座るも何も、この部屋には椅子などない。だからいつもベッドに腰を下ろしていたが、上司とよろしくやっているであろう場所に座るのは本当は嫌だった。
それに、今日はにおいがきつかった。
「ここでいいよ、すぐ行くし」
俺は苛つきを押さえながら、声を絞り出した。
「でも書けたんならメールでくれればいいのに」
「壊れちゃって」
やはり抑揚のない声だった。
相変わらずうつむいているし、少し不気味だった。
俺は、さっさと原稿を受け取って帰ろうと思った。
「…そう、なんだ。で、どれ?」
「……」
「…愛子ちゃん?」
とうとう、何も答えなくなってしまった。
俺は仕方なく、愛子に近づいた。
その瞬間、においが強くなる。
「なに、これ…?」
鼻を押さえて愛子に尋ねた。
愛子はうつむいたまま、何も答えない。
「ねえ、愛子ちゃん。おいって!」
肩をつかんでゆすった。
愛子が顔を上げて俺を見た。
俺は硬直して目を見開いた。
「…お、おまえ…いったい…」
知らない女だった。
切れ長の目と薄い唇。かわいいと言えばかわいいが、取り立てて特徴のない、どこにでもいる顔だった。
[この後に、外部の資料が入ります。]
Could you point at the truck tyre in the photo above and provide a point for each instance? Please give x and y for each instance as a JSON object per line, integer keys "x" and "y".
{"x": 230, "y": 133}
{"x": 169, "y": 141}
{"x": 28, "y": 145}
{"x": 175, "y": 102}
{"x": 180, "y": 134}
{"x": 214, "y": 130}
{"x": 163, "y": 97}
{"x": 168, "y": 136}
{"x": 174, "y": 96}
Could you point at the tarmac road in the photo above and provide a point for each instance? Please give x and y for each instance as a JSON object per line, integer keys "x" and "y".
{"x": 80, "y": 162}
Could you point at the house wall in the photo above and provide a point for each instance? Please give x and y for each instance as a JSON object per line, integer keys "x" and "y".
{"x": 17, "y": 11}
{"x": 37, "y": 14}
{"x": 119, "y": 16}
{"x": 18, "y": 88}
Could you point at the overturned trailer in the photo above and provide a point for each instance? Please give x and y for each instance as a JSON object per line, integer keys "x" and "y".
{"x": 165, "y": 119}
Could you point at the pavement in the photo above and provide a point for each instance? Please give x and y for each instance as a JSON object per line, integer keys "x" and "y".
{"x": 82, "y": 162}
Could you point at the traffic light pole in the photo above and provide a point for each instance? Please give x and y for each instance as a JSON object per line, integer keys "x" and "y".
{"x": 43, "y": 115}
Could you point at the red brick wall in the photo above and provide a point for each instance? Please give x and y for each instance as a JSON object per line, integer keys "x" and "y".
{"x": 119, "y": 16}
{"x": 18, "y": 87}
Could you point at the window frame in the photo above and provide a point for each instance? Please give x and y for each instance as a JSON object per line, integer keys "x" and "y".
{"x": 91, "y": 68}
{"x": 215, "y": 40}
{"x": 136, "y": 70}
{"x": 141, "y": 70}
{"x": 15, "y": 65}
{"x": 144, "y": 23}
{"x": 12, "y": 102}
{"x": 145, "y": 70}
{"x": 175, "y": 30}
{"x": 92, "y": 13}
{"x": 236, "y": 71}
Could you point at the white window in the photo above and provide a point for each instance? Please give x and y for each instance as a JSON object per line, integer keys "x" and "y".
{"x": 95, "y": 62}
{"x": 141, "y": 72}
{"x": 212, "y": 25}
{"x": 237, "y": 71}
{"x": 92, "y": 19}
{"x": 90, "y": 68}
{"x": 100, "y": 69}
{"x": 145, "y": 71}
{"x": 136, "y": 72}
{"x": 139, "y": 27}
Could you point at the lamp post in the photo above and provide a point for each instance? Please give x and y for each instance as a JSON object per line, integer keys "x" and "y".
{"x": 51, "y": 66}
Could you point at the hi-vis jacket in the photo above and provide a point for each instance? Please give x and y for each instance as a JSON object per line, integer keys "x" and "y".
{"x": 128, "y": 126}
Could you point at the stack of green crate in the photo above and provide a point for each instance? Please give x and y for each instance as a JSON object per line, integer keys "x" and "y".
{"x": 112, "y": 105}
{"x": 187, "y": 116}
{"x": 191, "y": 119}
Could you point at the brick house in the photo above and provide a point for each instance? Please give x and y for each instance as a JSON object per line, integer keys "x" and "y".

その女が、血の気を失った真っ白な顔色で笑みを浮かべていた。
「誰だ、おまえ……」
思わず後ずさった。
すると、なにかに蹴つまずいて、ひっくり返った。
「いてっ」
足元に目をやると、大きな黒い塊が倒れていた。
それは人だった。
見覚えのある顔。愛子だった。
「ひっ、ひいいい!」
なんだ、いったい何が起きてる?
俺は逃げようとして起き上がった。
その眼前に、切れ長の目をした女がヌッと顔を突き出した。
そこで、俺の記憶は途絶えている。
結論から言えば、俺は死んではいない。
だからこうして、この出来事を書き残せている。
そう、これは俺が経験した妙な出来事を、ホラー小説風に書いたものだ。
愛子の視点で描いた部分は、実際は何が起こったのかわからないから、想像で書いた。愛子の感情や思考は俺の妄想だ。だから出来事自体は実話だが、半実話という風にしておく。俺としてはたぶん、感受性の強い愛子が、脚本を読むうちに死にたくなったんじゃないかと思っているが、だとしても俺が見たあの切れ長の女――法子が現れたことの説明はつかない。まあ、超常現象に説明なんか野暮とも言えるが、その判断は読者のみんなに任せることにする。もちろん、愛子という名前や法子という女優名、それに映画のタイトルは偽名だぞ。まあ、わかっていると思うが。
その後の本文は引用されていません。